Link to paper

The full paper is available here.

You can also find the paper on PapersWithCode here.

Abstract

Sharpness of training objective has intuitive appeal and appears in generalization bounds
Sharpness can correlate well with generalization in deep learning setups
Training methods that minimize sharpness have had empirical success
Many works suggest flatter minima should generalize better
Standard sharpness definitions do not correlate well with generalization
Different sharpness definitions can capture different trends
Right sharpness measure is highly data-dependent

Sharpness of minima is correlated with performance degradation of large-batch SGD
Different generalization measures may explain generalization for deep networks
Strong correlation between sharpness and generalization on a large set of CIFAR-10/SVHN models
Reparametrization-invariant sharpness definitions exist
Flat minima can be beneficial for generalization
Different criteria optimize for more robust minima
Maximum eigenvalue and trace of the Hessian are focus of many works
Focus on sharpness-related metrics to better understand generalization for deep networks

Loss on a set of training points is defined as L S (w)
Average-case and worst-case m-sharpness are defined
Worst-case sharpness is correlated with generalization
Adaptive sharpness is invariant under multiplicative reparametrizations
Analytical expressions of standard sharpness for radius ρ → 0 depend on first-or second-order terms
Strong hypothesis: sharpness is highly correlated with generalization
Weak hypothesis: models with lowest sharpness generalize well
Kendall rank correlation coefficient is used to detect correlation
Adaptive sharpness is invariant for ResNets and ViTs
Scale-sensitivity of classification losses is discussed
Normalization of logits is proposed to fix scaling issue

Estimation of worst-case sharpness involves solving a constrained maximization problem.
Auto-PGD is a hyperparameter-free method designed to accurately estimate adversarial robustness.
Gradient steps are proportional to |w| to better take into account the geometry induced by elementwise adaptive sharpness.
20 steps are typically sufficient to converge with APGD.
Correlation of sharpness with test error is either close to zero or negative.
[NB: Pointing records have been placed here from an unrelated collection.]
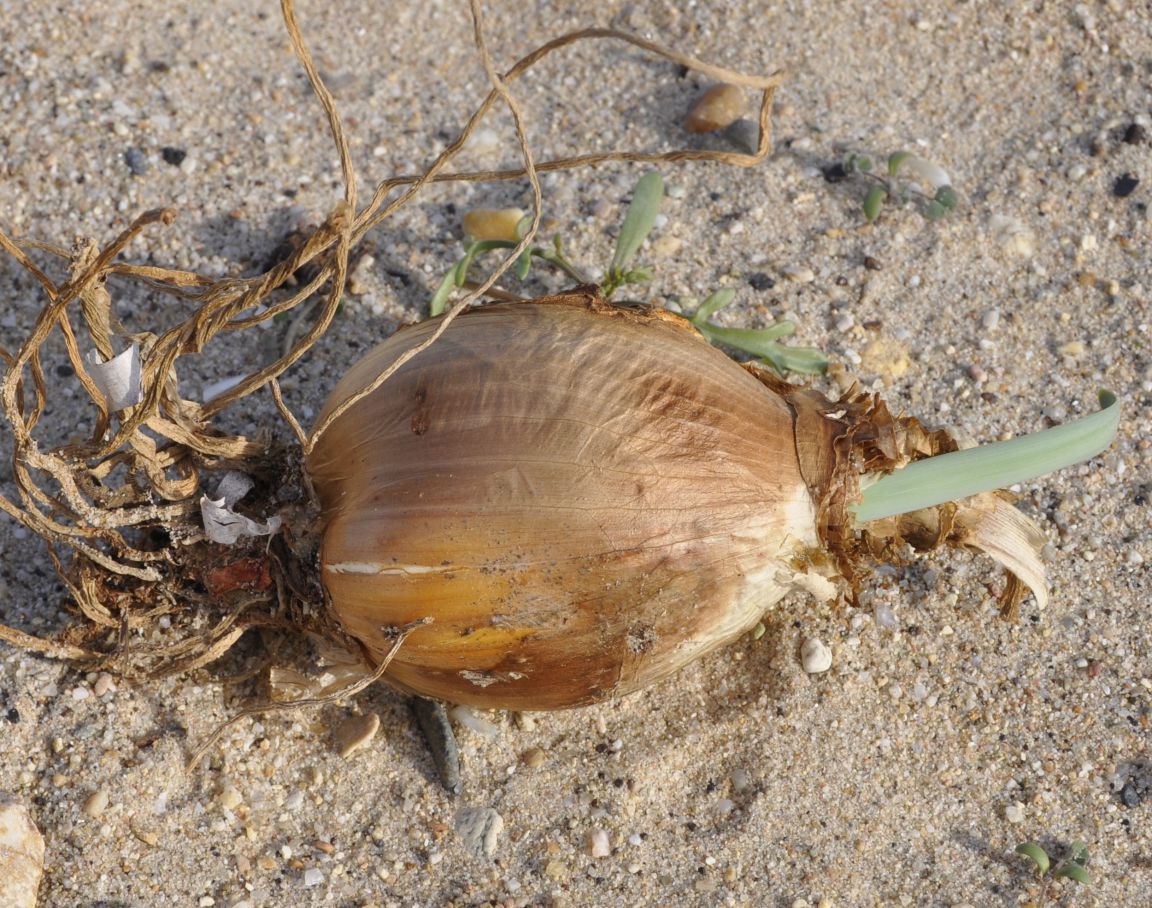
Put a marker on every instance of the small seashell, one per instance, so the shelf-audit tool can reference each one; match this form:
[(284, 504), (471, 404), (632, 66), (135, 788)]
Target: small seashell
[(21, 855), (715, 108), (355, 733), (815, 656)]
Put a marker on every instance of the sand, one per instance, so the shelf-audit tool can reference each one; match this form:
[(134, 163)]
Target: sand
[(939, 739)]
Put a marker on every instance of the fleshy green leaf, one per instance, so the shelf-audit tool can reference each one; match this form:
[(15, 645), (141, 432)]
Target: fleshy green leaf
[(946, 196), (895, 160), (934, 211), (803, 360), (873, 201), (440, 297), (999, 464), (1038, 856), (638, 221), (762, 342)]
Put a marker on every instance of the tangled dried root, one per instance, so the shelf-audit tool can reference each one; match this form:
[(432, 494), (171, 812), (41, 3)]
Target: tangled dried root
[(122, 512)]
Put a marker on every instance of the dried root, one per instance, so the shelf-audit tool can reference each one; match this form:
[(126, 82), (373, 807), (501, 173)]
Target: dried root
[(121, 511)]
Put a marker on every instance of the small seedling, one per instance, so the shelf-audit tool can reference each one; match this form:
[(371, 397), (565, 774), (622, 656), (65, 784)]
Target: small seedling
[(1073, 867), (908, 178), (639, 219)]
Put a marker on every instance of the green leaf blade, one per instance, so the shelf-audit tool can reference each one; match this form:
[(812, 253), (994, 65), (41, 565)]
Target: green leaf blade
[(948, 477), (1036, 854), (639, 220), (873, 202)]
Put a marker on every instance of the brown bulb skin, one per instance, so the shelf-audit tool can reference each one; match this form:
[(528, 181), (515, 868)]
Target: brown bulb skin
[(583, 499)]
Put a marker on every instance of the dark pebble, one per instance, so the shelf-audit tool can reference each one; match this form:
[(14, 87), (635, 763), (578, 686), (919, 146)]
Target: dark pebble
[(136, 160), (1124, 186), (1136, 135), (835, 173)]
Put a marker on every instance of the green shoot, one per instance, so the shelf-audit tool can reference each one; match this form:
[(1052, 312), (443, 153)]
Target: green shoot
[(760, 342), (908, 178), (1073, 868), (639, 219), (999, 464)]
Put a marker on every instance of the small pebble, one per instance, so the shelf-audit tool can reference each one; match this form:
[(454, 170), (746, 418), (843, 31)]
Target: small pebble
[(21, 855), (229, 799), (815, 656), (479, 827), (492, 224), (1136, 135), (136, 160), (475, 723), (355, 733), (598, 844), (887, 358), (798, 273), (96, 803), (1124, 186), (1013, 235), (104, 683), (715, 108)]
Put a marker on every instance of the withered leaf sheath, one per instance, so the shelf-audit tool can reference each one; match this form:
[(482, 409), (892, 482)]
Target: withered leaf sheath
[(582, 498)]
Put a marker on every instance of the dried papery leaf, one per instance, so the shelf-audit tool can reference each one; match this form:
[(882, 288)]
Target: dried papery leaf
[(991, 524), (119, 378), (124, 507), (221, 522)]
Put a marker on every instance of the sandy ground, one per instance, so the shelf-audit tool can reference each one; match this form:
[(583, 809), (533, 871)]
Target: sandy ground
[(903, 776)]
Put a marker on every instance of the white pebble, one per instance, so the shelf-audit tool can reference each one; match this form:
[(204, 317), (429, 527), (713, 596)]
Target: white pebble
[(96, 803), (598, 844), (474, 723), (885, 617), (21, 855), (479, 827), (815, 656)]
Current understanding of relationship between sharpness and generalization based on experiments on non-residual convolution networks and small datasets
Investigated both in-distribution and out-of-distribution generalization
Focused on worst-case ∞ adaptive sharpness with low m (256)
Experiments on ImageNet-1k from scratch and fine-tuning from CLIP and BERT
Neither sharpness measure effectively distinguishes model performance
Negative correlation between sharpness and test error on ID and OOD data
Sharpness does not capture ranking by test error
Weak correlation between sharpness and test error on MNLI and HANS datasets

Three potential explanations for why sharpness does not correlate well with generalization
Trained 200 ResNets-18 and 200 ViTs on CIFAR-10
Evaluate sharpness only for models that reach at most 1% training error
Use SGD with momentum and linearly decreasing learning rates
12 different sharpness definitions tested
Strong correlation between sharpness and test error within each subgroup
No consistent observation that models with lowest sharpness generalize best
Negative correlation between sharpness and learning rate for ResNets and ViTs

Reparametrization-invariant sharpness is not a good indicator of generalization in the modern setting.
Correlation between sharpness and generalization is positive in some restricted settings.
Correlation is much lower for vision transformers.
Flat minima do not always generalize better.
Maximum eigenvalue of the Hessian is not always predictive of generalization.
Edge of stability regime is investigated in many subsequent works.
Definitions of adaptive sharpness measures include average-case and worst-case m-sharpness.
For diagonal linear networks, maximum eigenvalue is max 1≤i≤d v 2 i + u 2 i.
For ImageNet-1k models trained from scratch, sharpness variants are not predictive of performance on ImageNet or OOD datasets.
For ImageNet-21k models, sharpness variants are not predictive of performance on ImageNet or OOD datasets.
For combined analysis of ImageNet-1k and ImageNet-21k models, better-generalizing models have higher worst-case sharpness and roughly equal or higher logit-normalized average-case adaptive sharpness.
For CLIP models fine-tuned on ImageNet, sharpness variants are not predictive of performance on ImageNet or ImageNet-V2.
For BERT models fine-tuned on MNLI, sharpness variants are not predictive of generalization performance.
For CIFAR-10 models, none of the considered sharpness definitions or radii correlate positively with generalization.